The Autistic Self Advocacy Network sees an autism spectrum disorder as a neurological variation where a person or child may have different sensory experiences such as more sensitivity to light and sound, may have a need for consistency in daily life, and may have difficulty with the social cues of language such as reading facial expressions.
The Autism Society of America defines an autism spectrum disorder as a complex developmental disorder that impacts children and adults in a variety of ways in their ability to be social and communicate with others.
The Center for Disease Control complied statistics on prevalence of autism in a report that was published in 2014. They found that one in 68 people and one in 42 boys have an autism spectrum disorder. Whatever group is defining autism spectrum disorders, there is agreement from persons with autism spectrum disorder, their families and advocates that every child and adult is able to have a life that is built on self-determination, independence and inclusion in the community.
- American Psychiatric Association, Autism Spectrum Disorder, 2013. Retrieved on August 26, 2013.
- Autistic Self Advocacy Network. Retrieved on March 17, 2011.
- Autism Society of America. Retrieved on March 17, 2011.
- Department of Health and Human Services, Centers for Disease Control and Prevention. Diagnostic Criteria for 299.00 Autistic Disorder, 299.80 Asperger’s Disorder, Pervasive Developmental Disorder, Rett’s Disorder, and Childhood Disintegrative Disorder. In the American Psychiatric Association’s Diagnostic and Statistical Manual-IV, Text Revision (DSM-IV-TR). Retrieved on March 15, 2010.

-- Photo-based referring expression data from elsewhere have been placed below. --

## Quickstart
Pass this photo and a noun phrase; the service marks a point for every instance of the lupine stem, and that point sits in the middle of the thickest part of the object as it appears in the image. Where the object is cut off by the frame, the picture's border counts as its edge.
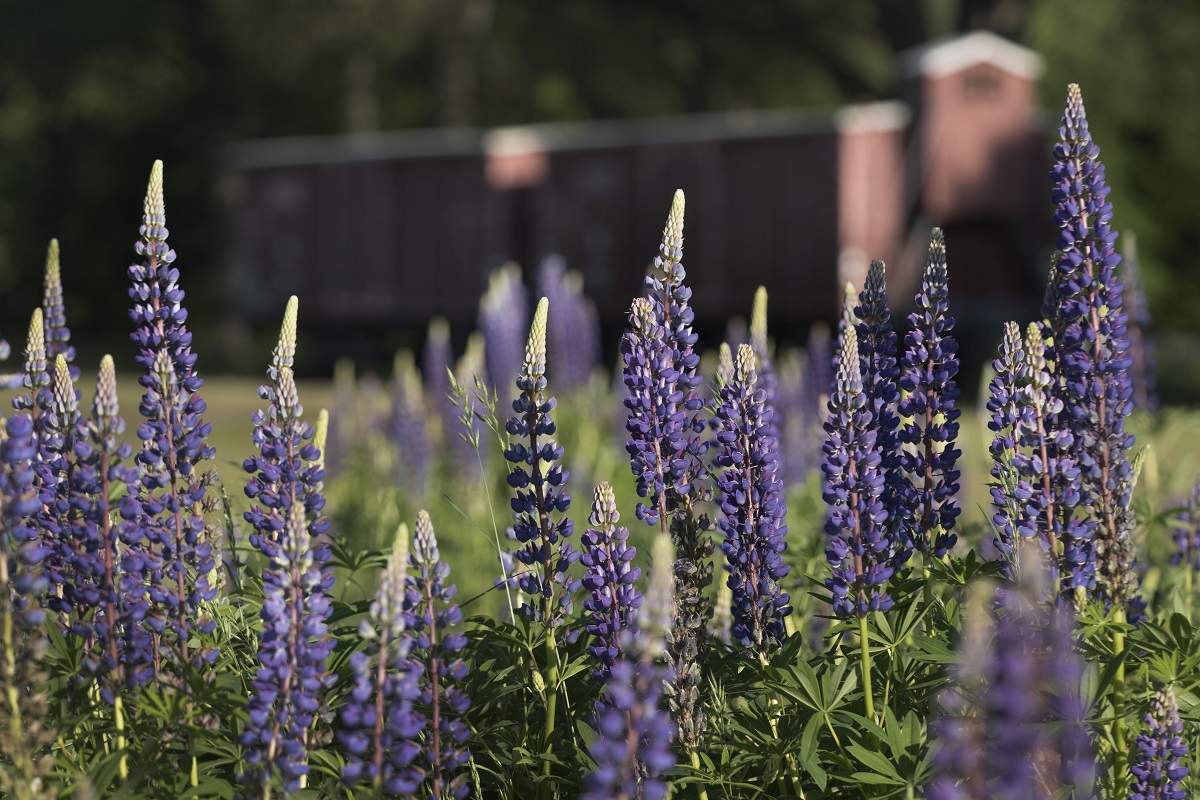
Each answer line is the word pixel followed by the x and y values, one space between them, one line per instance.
pixel 1120 753
pixel 864 644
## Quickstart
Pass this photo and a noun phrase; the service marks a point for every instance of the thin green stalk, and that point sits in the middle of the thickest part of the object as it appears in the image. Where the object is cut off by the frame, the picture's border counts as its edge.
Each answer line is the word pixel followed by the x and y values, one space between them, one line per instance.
pixel 1120 755
pixel 547 789
pixel 864 645
pixel 695 765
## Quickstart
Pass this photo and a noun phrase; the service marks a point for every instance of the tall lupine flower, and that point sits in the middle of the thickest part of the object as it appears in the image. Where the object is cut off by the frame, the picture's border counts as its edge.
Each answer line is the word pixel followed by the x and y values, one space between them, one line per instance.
pixel 633 744
pixel 117 645
pixel 1158 764
pixel 172 494
pixel 768 384
pixel 1141 347
pixel 430 605
pixel 880 370
pixel 292 654
pixel 503 320
pixel 23 738
pixel 541 501
pixel 610 578
pixel 751 499
pixel 1187 536
pixel 437 360
pixel 928 453
pixel 379 725
pixel 1014 719
pixel 1092 350
pixel 667 451
pixel 58 335
pixel 862 553
pixel 1006 404
pixel 286 471
pixel 574 343
pixel 408 426
pixel 61 439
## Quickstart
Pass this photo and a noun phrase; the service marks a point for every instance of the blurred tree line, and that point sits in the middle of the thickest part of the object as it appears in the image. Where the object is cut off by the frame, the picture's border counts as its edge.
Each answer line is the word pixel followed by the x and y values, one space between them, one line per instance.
pixel 91 92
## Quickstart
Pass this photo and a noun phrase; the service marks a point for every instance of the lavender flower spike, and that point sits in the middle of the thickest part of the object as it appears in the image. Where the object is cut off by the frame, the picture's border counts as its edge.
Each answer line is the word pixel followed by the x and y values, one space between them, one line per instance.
pixel 862 553
pixel 540 489
pixel 1159 765
pixel 1092 354
pixel 610 578
pixel 379 725
pixel 751 499
pixel 173 543
pixel 58 335
pixel 431 609
pixel 633 744
pixel 292 651
pixel 928 457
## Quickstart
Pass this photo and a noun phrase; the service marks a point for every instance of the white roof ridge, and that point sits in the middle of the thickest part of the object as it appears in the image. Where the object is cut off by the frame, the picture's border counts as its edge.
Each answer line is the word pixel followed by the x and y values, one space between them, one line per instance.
pixel 951 54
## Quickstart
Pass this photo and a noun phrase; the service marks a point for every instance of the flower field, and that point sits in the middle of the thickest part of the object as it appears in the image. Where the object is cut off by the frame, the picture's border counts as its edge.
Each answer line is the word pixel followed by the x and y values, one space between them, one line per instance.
pixel 741 572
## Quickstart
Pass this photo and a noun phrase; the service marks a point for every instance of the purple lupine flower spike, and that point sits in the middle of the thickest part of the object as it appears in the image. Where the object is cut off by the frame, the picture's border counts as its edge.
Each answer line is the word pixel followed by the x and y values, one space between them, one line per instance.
pixel 433 615
pixel 437 360
pixel 292 654
pixel 172 494
pixel 1141 347
pixel 379 725
pixel 1092 353
pixel 287 469
pixel 408 427
pixel 541 501
pixel 58 335
pixel 1159 764
pixel 861 552
pixel 634 737
pixel 751 499
pixel 928 453
pixel 61 438
pixel 877 355
pixel 97 558
pixel 503 320
pixel 1006 404
pixel 666 456
pixel 610 579
pixel 1013 725
pixel 1187 535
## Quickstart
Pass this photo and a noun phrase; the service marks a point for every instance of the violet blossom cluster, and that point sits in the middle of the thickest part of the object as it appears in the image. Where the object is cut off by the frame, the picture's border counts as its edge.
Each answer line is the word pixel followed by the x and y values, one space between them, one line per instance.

- Department of Health and Human Services, Centers for Disease Control and Prevention. Morbidity and Mortality Weekly Report, 2012. Prevalence of Autism Spectrum Disorders – Autism and Developmental Disabilities Monitoring Network, United States, 2008.
- Department of Health and Human Services, National Institutes of Health. Autism Spectrum Disorders (Pervasive Developmental Disorders). Retrieved on March 17, 2011.
- National Autism Center (2009). The National Standards Project—Addressing the need for evidence-based practice guidelines for autism spectrum disorders. Randolph, Massachusetts.
- Pasco, G. (2010). Identification and Diagnosis of Autism Spectrum Disorders; An Update. Pediatric Health. 4(1): 107-114. Retrieved on March 15, 2011.
- U.S. Government Printing Office via GPO Access, revised as of July 1, 2010. Code of Federal Regulations, Title 34, Volume 2, pp 12-13, Section 300.8 Child with a Disability.